看著眾人忙得熱火朝天的景象和一架架等待完工的殲擊機,廖杉心情激蕩,能在這種項目裡做一個螺絲釘也是非常驕傲的事了。

“郭子林你去十號機位幫忙,劉忠去八號,廖杉你去十一號……”沈長城站在林為華旁邊,聲音沙啞的安排著,他忙活大半天了,還一口水都沒來得及喝。

林為華感激的對他說,“沈老哥,你和你的學生們可真的是救急了,放心,等下你跟著我去組裝六號機,我親自帶你。”

沈長城喉嚨冒火,眼睛也要冒火了,“你就是這麼使喚一個五十多歲的人嗎?老弟,能先讓我喝口水喘口氣嗎?”

林為華連忙道,“我這就去給你倒杯水。”

廖杉被分去的十一號機位的主管專家是個大個子蘇聯男人,這個中年男人偏白的皮膚被寒冷的天氣凍得發紅,尤其是他臉上那大鼻子簡直成了紅鼻頭,他吸了下鼻子,隻匆匆瞥了一眼廖杉,用俄語快速的說,“我的名字是弗拉基米爾·普契科夫,叫我普契科夫就行,你叫什麼?”

廖杉剛想說自己的名字,突然想到中文發音對外國人來說太過拗口饒舌,她便說,“три(三)。”

她笑笑,用不太流利的俄語說,“您這麼叫我就行。”

普契科夫詫異的挑挑眉,他本來都做好要下一番功夫才能記住新人名字的準備了,沒想到出乎意料的簡單,他也痛快的不再耽擱,“三,跟我來,座艙組裝會嗎,你和阿夫傑一起給我打下手……”

對於廖杉這個一群來支援的學生中唯一的女同學,飛機廠的眾人可比當初剛入學時她的老師、同學們接受得快多了,也許是因為蘇聯專家團裡也有位女專家,他們心中似乎還隱秘的得意,瞧吧,蘇聯女人能做到的事情我們國家的女人一樣可以,而且這個叫廖杉的小丫頭比那位蘇聯女專家還要小很多咧。

蘇聯女專家本人對此也表示非常驚訝。

因為這批學生來得突然,飛機廠的家屬院雖然有接近三百棟的蘇式居民樓,可也基本沒有空房,住著飛機廠和附近發動機廠的全部員工。軍校學生們隻能和未婚的員工們暫時擠一擠,條件雖然艱苦了些,但當下最緊要的還是儘快完成“紅星”批量產出的任務。

廖杉就是被分去和那位蘇聯女專家暫時同住。

“瓦列裡婭·契卡洛夫,”深棕色長發的高挑女人用俄語說著,一邊熟練的把房間裡的小煤爐點燃,坐上燒水壺,“小女孩,你呢?”

她所說的“ДЕВОЧКА(小女孩)”,廖杉知道這個詞,蘇珂和她講過是稱呼0-16歲的女孩。

廖杉忍不住汗顏,“我今年20歲了,你叫我三就行。”

瓦列裡婭驚訝的張大了嘴,“你看上去可真小,不對,就算你二十歲了也還是很小,我都二十六歲了。”

“所以你是正式工,而我隻是臨時工。”廖杉開著玩笑,巧妙的化解年齡這個話題。

瓦列裡婭被廖杉逗笑了,也許和麵前這人同住一些時間並不是什麼難熬的事情。

工作和學習的節奏是很不一樣的,尤其是飛機廠忙著趕deadline(最後期限)的這種工作節奏,生產零件的機器都運轉得恨不得冒火星,就連廖杉都適應了一段時間,才勉強找回現代時工作的感覺。

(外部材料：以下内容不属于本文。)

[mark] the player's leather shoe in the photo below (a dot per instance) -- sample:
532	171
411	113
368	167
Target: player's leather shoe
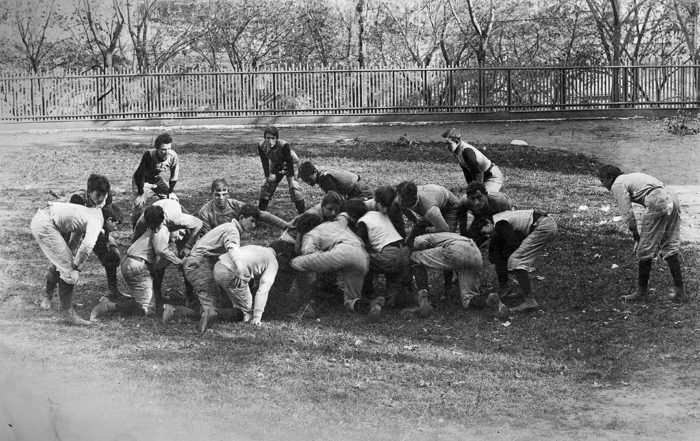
493	301
679	295
45	303
103	306
72	318
206	319
310	310
168	313
529	304
425	309
375	308
640	295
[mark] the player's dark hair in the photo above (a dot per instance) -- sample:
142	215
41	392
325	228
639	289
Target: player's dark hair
332	197
384	195
307	222
306	169
249	211
475	186
271	130
98	183
355	208
408	191
164	138
153	215
609	171
223	183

而有些同學,適應不了這種快節奏工作、能力又不太行的,時不時就會被急性子的蘇聯專家吼兩聲,沒過多長時間就被遣返回學校了,比如劉忠。

才在沈市滿打滿算呆了一個禮拜,劉忠就和其他三個同學在一個老師的帶領下回學校繼續上課了。

而曾被他處處貶低的廖杉則成了新晉香餑餑。

周圍兩個機位打雜的同學都走了,一時之間廖杉成了哪裡需要往哪裡搬的一塊磚,從固定機位打雜變成了遊走打雜。

“三,幫我拿十個六號螺絲!”

“三,測試表盤呢?”

廖杉忙得團團轉,仿佛耳邊一直回響著喊“три(三)”的聲音。

她搓了搓凍得發紅的手,重新拿起扳手,坐在機身上鑲著鴨式前翼的螺絲。

一月底的沈市氣溫快有零下二十度了,廖杉感覺自己仿佛在一個巨大的冷庫裡,給一個大冰塊裝著零件。

身上還可以裹著軍大衣,但乾活的手連手套都不能戴,戴上就乾不了這麼精細的活兒了。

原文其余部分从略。